Halogentubenlampen: Die unbekannten Helden der industriellen Heiztechnik
Kommen wir auf die wichtigsten Komponenten der industriellen Heiztechnik zu sprechen – nämlich die Halogentubenlampen. Diese Geräte dienen dazu, gezielte, intensive Hitze abzugeben. Sie sind für Ingenieure konzipiert, die etwas Robustes, Kompaktes benötigen, das auch in anspruchsvollen Umgebungen funktioniert. Es geht dabei um eine schnelle Temperaturerhöhung sowie eine präzise Steuerung – all das in einem Design, das den Herausforderungen einer solchen Umgebung standhält.
Leistung, Spannung und erforderlicher Platz
Was diese Lampen ausmacht, sind ihre technischen Spezifikationen. Häufig werden Lampen mit einer Spannung von 400 V und einer Leistung von 2500 W verwendet; deren Länge beträgt dabei 300 mm. Andere Modelle haben eine Spannung von 230 V und eine Leistung von 1500 W – bei einer Länge von 250 mm. Die Leistung und Spannung bestimmen dabei die Hitzeentwicklung.

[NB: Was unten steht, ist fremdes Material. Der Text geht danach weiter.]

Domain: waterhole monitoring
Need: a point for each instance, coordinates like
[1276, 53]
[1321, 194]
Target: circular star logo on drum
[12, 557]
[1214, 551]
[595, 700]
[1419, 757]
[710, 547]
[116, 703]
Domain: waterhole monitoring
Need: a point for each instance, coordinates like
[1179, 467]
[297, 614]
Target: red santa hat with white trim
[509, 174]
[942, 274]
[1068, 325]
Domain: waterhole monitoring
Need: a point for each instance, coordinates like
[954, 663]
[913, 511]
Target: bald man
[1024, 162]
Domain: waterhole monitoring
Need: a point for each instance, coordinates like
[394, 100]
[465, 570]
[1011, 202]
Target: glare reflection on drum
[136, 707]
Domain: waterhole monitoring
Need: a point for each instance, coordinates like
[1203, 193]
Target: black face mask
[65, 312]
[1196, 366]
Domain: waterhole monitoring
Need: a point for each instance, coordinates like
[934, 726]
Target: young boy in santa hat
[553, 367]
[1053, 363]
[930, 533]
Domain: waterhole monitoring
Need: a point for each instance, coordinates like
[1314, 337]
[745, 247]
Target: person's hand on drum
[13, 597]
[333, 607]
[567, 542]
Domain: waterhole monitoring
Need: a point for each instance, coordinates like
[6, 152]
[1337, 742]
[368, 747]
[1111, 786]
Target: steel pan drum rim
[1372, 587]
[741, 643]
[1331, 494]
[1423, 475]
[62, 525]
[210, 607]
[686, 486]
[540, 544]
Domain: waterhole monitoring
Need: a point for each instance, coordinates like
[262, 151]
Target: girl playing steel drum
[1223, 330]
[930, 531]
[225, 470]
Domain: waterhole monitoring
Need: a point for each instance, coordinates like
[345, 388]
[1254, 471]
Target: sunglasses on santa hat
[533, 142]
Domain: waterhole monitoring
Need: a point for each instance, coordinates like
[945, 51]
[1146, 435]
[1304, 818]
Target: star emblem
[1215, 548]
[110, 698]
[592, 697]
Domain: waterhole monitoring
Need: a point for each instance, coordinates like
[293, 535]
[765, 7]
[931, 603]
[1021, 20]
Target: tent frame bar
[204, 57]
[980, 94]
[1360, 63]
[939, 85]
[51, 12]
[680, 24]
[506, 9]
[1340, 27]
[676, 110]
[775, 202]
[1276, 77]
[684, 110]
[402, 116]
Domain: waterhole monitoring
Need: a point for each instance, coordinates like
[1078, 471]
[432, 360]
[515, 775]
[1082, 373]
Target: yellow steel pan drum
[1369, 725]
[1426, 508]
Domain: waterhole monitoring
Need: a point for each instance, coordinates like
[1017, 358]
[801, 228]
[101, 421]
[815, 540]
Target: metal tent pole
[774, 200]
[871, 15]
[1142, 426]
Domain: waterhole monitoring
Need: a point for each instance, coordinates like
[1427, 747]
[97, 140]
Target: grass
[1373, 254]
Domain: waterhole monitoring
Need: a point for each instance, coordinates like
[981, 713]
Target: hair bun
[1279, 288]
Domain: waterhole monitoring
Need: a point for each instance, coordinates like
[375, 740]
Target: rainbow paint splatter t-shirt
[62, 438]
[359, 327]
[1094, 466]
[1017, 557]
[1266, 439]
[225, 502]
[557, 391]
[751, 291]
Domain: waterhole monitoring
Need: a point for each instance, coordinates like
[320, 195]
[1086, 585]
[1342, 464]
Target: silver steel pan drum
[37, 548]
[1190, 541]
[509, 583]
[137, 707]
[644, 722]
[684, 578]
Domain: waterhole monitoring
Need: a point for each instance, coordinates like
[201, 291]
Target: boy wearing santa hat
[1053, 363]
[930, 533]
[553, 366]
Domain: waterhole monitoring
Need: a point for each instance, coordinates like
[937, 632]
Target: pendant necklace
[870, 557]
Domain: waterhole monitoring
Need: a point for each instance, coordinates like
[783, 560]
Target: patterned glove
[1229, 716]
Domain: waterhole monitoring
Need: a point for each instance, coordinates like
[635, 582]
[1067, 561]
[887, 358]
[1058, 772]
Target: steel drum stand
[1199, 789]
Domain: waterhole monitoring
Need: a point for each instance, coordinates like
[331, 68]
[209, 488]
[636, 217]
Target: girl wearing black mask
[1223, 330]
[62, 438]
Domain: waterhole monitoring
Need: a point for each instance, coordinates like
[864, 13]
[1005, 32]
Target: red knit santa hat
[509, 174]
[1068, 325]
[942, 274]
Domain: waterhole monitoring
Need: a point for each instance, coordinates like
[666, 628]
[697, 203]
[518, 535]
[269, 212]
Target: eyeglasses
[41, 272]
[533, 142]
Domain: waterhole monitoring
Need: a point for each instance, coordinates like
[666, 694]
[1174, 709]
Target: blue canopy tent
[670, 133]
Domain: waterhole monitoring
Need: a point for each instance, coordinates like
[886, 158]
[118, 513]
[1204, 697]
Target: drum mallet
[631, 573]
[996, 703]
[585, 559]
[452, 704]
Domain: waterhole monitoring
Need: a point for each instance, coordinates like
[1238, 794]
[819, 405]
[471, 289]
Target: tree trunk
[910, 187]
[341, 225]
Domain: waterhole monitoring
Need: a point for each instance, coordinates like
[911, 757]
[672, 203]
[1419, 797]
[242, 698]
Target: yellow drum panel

Eine 2500-Watt-Lampe erzeugt eine enorme Menge an Wärme – perfekt für anspruchsvolle Aufgaben. Die Länge der Lampe bestimmt wiederum die Größe des zu erwärmenden Bereichs. Es handelt sich dabei um ein Kompromiss: Je mehr Leistung in einem kleineren Raum untergebracht wird, desto schneller erfolgt die Erwärmung – doch die Maschine benötigt ein effektives Kühlsystem, um mit der zusätzlichen Wärme umzugehen.

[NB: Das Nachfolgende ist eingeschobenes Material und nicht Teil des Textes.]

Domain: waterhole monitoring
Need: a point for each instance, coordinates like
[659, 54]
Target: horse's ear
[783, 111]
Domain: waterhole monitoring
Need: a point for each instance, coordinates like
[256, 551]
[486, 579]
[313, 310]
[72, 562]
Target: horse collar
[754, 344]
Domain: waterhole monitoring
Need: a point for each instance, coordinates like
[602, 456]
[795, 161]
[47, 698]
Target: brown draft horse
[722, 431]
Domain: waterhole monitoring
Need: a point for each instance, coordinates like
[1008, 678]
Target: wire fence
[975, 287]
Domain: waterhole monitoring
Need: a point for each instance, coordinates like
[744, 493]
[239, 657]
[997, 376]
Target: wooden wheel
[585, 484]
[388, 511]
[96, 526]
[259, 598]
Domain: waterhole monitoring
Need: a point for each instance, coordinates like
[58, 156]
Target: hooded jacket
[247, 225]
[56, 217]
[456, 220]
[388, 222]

Die Details, die den Unterschied machen
Die Lampe selbst besteht aus hochreinem Quarz. Das ist notwendig – nur so kann sie der enormen Hitze des Glühfadens standhalten und lässt das Infrarotlicht ungehindert hindurch. Viele Modelle verfügen außerdem über eine goldene oder dichroische Beschichtung. Diese dient nicht nur dem ästhetischen Aspekt, sondern sorgt dafür, dass das Infrarotlicht zurück auf das Zielobjekt reflektiert wird. Dadurch wird die Effizienz erhöht und die Wärme genau dorthin geleitet, wo sie benötigt wird.
Außerdem spielen die Anschlüsse eine wichtige Rolle – schließlich ist das R7s-Anschlussmerkmal bei vielen Doppelendlampen Standard. Es ermöglicht eine sichere, zweipunktmäßige Verbindung, die auch hohe Ströme ohne Überhitzung bewältigen kann.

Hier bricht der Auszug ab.